Theorem3.5Equivalence of induction and well-ordering

The following are equivalent over the base axioms of Peano arithmetic (or ZFC minus the axiom of infinity, augmented with the axiom of infinity):

Mathematical induction: If $S \subseteq \mathbb{N}$ with $0 \in S$ and $n \in S \implies n+1 \in S$ , then $S = \mathbb{N}$ .
Strong induction: If $(\forall m < n,\, m \in S) \implies n \in S$ for all $n$ , then $S = \mathbb{N}$ .
Well-ordering: Every nonempty $S \subseteq \mathbb{N}$ has a least element.

ExampleApplication to divisibility

Claim: Every natural number $n \geq 2$ has a prime divisor.

By well-ordering, the set $D = \{d \in \mathbb{N} : d \geq 2 \text{ and } d \mid n\}$ is nonempty (since $n \in D$ ) and has a least element $p$ . We claim $p$ is prime: if $p = ab$ with $1 < a, b < p$ , then $a \mid p \mid n$ , so $a \in D$ with $a < p$ , contradicting minimality.

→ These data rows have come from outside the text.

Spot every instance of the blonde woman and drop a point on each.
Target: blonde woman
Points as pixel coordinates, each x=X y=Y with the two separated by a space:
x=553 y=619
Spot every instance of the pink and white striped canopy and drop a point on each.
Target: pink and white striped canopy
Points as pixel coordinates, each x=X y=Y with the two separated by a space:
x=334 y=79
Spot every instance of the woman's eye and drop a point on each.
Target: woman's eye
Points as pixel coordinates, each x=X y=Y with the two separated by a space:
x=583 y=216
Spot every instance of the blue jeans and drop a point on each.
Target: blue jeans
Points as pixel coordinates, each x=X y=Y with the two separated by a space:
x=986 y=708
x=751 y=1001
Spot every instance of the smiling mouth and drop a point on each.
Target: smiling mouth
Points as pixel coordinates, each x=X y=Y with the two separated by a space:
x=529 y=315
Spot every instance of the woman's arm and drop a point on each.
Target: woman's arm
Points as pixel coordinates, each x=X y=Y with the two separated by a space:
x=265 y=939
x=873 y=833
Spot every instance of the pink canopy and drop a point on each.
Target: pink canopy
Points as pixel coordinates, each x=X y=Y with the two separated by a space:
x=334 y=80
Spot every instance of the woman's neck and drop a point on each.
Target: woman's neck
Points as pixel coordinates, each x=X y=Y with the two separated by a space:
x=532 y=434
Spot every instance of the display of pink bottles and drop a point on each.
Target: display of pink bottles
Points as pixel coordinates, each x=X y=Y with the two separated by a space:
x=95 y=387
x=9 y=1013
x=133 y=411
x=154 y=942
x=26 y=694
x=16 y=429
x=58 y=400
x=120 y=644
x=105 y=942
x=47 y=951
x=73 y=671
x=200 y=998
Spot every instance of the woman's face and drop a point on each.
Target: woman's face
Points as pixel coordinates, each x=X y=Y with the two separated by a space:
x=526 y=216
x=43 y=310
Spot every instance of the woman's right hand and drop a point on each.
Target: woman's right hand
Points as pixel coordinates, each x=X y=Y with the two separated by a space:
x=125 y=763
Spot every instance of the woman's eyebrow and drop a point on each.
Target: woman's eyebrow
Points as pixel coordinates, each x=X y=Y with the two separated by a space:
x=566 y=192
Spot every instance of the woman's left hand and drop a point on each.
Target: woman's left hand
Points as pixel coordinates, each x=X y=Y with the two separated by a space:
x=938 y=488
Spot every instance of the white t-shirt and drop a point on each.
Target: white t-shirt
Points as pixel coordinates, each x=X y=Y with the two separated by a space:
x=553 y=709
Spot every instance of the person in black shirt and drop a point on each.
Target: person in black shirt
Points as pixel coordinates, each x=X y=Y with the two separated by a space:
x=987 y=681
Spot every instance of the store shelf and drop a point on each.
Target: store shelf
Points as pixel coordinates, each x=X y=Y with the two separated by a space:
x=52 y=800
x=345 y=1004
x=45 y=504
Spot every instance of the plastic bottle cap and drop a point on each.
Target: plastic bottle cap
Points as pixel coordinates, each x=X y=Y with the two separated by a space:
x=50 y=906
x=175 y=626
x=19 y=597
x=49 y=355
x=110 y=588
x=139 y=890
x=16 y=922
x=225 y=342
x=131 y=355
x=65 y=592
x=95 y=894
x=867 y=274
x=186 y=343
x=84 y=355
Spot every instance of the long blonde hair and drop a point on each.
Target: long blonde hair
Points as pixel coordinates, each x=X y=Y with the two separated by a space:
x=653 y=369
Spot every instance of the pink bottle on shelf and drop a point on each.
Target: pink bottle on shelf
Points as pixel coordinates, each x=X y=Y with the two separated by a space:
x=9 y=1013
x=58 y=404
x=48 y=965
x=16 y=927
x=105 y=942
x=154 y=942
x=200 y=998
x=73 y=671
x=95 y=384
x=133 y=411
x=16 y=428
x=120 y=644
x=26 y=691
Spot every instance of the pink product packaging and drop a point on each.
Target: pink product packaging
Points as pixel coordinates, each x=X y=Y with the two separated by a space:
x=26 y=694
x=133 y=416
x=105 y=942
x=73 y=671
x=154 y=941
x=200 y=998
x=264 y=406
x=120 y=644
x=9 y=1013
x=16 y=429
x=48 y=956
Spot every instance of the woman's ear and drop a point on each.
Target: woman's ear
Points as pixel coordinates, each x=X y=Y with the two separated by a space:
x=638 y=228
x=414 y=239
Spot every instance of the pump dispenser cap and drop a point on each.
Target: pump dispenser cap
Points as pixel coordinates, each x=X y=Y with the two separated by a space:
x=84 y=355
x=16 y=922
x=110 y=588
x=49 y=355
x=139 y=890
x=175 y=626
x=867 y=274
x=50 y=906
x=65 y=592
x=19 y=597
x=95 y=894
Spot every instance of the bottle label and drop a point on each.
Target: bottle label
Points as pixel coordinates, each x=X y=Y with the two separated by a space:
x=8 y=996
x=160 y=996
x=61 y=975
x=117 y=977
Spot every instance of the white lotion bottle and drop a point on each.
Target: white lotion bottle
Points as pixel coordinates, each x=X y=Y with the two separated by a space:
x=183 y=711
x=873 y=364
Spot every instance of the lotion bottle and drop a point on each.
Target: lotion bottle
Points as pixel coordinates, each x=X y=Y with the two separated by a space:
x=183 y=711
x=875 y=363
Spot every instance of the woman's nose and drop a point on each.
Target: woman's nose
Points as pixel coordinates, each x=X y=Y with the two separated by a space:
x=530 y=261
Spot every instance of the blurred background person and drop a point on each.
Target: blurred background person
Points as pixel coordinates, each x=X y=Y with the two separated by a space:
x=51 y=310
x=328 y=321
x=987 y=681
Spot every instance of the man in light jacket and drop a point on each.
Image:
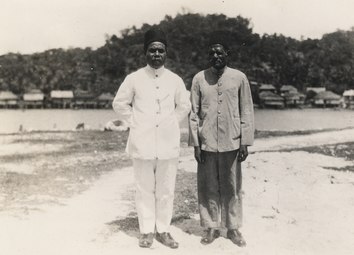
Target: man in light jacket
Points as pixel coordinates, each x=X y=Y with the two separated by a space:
x=153 y=100
x=221 y=128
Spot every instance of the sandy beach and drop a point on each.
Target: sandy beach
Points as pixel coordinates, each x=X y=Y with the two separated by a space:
x=295 y=202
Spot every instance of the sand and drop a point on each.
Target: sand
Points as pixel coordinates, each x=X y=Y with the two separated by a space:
x=293 y=204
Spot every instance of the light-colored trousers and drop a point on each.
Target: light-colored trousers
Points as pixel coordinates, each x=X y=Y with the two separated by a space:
x=155 y=185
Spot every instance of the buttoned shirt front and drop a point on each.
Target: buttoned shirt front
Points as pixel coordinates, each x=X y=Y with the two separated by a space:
x=152 y=102
x=222 y=116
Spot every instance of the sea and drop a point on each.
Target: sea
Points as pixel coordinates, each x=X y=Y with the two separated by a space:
x=17 y=120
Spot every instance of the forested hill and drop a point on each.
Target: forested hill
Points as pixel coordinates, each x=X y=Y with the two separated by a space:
x=274 y=59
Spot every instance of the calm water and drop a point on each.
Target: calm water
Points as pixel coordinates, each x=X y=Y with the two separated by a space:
x=286 y=120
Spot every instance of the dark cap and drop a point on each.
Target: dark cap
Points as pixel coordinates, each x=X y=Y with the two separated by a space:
x=154 y=35
x=220 y=37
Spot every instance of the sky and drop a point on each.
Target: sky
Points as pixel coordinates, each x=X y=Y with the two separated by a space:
x=29 y=26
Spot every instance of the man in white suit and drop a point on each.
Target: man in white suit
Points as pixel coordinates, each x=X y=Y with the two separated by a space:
x=153 y=100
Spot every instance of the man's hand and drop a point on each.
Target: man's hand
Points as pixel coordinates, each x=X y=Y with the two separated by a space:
x=242 y=153
x=198 y=154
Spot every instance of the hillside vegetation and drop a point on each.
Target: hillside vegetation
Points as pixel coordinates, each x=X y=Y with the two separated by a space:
x=274 y=59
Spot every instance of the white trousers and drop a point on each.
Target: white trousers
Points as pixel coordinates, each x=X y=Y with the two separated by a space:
x=155 y=185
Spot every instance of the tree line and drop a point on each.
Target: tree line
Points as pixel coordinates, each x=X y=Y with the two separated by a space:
x=271 y=59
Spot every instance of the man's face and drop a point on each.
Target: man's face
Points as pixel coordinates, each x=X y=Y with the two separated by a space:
x=217 y=56
x=156 y=54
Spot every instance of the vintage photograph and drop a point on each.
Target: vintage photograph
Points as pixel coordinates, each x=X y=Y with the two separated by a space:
x=176 y=127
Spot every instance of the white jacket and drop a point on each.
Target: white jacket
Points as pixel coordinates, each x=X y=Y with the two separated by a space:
x=153 y=102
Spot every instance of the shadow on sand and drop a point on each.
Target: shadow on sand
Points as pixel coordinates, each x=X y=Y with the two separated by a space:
x=130 y=225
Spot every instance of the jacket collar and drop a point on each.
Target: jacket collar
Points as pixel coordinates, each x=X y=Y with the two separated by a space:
x=218 y=73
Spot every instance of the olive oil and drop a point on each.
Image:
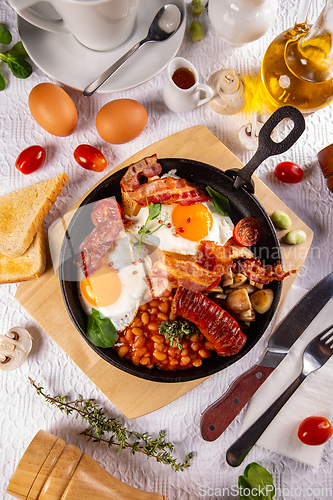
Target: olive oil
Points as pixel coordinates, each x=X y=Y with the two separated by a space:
x=296 y=69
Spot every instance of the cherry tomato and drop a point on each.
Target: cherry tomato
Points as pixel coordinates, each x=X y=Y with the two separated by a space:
x=30 y=159
x=90 y=158
x=247 y=232
x=314 y=430
x=108 y=209
x=288 y=172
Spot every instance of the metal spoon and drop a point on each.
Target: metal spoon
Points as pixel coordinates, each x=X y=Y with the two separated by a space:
x=165 y=24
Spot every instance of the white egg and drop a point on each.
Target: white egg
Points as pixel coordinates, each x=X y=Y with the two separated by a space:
x=117 y=289
x=169 y=240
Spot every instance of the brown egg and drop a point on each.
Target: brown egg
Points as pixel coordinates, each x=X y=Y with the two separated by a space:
x=121 y=120
x=53 y=109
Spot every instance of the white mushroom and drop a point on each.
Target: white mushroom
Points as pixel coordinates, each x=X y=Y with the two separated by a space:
x=262 y=300
x=15 y=346
x=238 y=301
x=228 y=90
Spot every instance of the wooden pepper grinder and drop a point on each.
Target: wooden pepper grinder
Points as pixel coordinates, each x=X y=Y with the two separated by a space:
x=50 y=469
x=325 y=158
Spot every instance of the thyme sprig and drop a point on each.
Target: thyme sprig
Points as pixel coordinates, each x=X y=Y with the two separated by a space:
x=120 y=437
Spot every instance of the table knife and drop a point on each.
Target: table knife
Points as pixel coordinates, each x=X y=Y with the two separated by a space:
x=217 y=417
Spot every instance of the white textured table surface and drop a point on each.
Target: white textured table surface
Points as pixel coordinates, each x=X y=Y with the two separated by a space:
x=23 y=413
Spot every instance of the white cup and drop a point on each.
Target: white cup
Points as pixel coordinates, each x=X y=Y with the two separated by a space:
x=182 y=100
x=97 y=24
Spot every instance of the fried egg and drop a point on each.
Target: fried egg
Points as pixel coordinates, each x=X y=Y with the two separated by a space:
x=181 y=227
x=116 y=289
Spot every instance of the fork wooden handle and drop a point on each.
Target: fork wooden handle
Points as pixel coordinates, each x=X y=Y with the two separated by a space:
x=241 y=447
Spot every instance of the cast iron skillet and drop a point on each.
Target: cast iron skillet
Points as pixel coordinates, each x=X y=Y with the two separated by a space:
x=237 y=186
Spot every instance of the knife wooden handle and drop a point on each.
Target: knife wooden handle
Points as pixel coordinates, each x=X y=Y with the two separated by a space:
x=216 y=418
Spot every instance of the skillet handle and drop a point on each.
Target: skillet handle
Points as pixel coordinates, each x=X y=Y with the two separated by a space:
x=267 y=147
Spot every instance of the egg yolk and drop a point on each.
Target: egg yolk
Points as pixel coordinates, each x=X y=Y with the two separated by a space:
x=192 y=222
x=101 y=288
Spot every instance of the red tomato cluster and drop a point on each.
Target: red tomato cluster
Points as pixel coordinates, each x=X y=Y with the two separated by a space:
x=314 y=431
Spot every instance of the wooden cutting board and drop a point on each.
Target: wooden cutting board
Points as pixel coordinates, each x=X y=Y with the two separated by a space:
x=132 y=395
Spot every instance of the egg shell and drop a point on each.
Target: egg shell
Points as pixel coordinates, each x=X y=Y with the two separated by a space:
x=53 y=109
x=121 y=120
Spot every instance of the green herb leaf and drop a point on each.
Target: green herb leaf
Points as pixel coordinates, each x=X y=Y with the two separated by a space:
x=5 y=36
x=19 y=49
x=221 y=203
x=19 y=66
x=176 y=330
x=100 y=330
x=2 y=82
x=256 y=483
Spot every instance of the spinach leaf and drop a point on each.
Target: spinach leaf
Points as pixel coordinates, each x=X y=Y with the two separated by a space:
x=256 y=483
x=221 y=203
x=100 y=330
x=5 y=36
x=19 y=66
x=2 y=82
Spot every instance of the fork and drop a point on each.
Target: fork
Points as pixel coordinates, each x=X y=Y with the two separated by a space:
x=315 y=355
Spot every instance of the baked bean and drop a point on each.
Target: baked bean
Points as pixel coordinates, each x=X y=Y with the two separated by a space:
x=161 y=356
x=154 y=303
x=162 y=316
x=137 y=331
x=123 y=350
x=164 y=307
x=145 y=318
x=204 y=353
x=140 y=341
x=158 y=339
x=185 y=360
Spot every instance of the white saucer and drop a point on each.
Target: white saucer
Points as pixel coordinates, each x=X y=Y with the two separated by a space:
x=65 y=60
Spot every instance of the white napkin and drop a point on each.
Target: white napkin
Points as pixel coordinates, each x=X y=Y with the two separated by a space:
x=313 y=398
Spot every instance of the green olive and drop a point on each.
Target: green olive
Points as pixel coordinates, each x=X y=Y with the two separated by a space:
x=281 y=219
x=197 y=7
x=295 y=237
x=196 y=31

RemarkWell-ordering beyond N

The well-ordering principle for $\mathbb{N}$ is a theorem of ZFC. The well-ordering theorem (that every set can be well-ordered) is equivalent to the axiom of choice and is far stronger. The natural numbers are "naturally" well-ordered by $\leq$ , but sets like $\mathbb{R}$ require the axiom of choice for a well-ordering to exist.